After a 4-hour lunch, I changed outfits and headed to the next meal at my adopted family’s house. Jewish holidays in Israel = Eat. Pray. Sleep. Repeat. Later I found time to read and sketch a drawing in bed, two things I haven’t done in so long (picture posted below). It was exactly what I needed.

Early the next day, while still recovering from my food hangover, a sound stopped me in my tracks on the way to the laundry room. I dropped my laundry bag and a huge smile spread across my face when I realized it was a Shofar blast.

Well, I thought to myself, I just fulfilled a mitzvah while doing laundry. Awesome.

While putting soap in the machine I thought about what the Shofar signifies. I learned in my class with the Rabbi that the Shofar is like the alarm clock for the Jews.
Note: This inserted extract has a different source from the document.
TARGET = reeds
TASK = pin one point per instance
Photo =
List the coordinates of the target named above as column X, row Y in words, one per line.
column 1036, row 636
While it actually is symbolic of Abraham nearly sacrificing his son Isaac, the deeper meaning is that it’s time for us to wake up, do cheshbon nefesh (soul accounting), and think about who we’ve been the past year and who we want to be in the year to come. 

I’ve been doing a lot of this soul accounting lately—what relationships am I investing in? What were my gains and losses this year? How do I measure my net worth?

They’re questions worth asking.

I have a lot more to tell you all about the past few weeks. They’ve been some of the fullest weeks of my life. But I’m headed now to a Kibbutz in the desert for Yom Kippur. I’m bringing with me a sleeping bag, a prayer book, and a book (in Hebrew) called “Letters to Talia,” which is the correspondence between a secular kibbutznikit girl and an Orthodox Yeshiva boy—a perfect read for this crazy time in my life.

Wishing my tribe members a meaningful Yom Kippur, easy fast, and gmar chatima tova – may you be inscribed (in the book of life) for Good.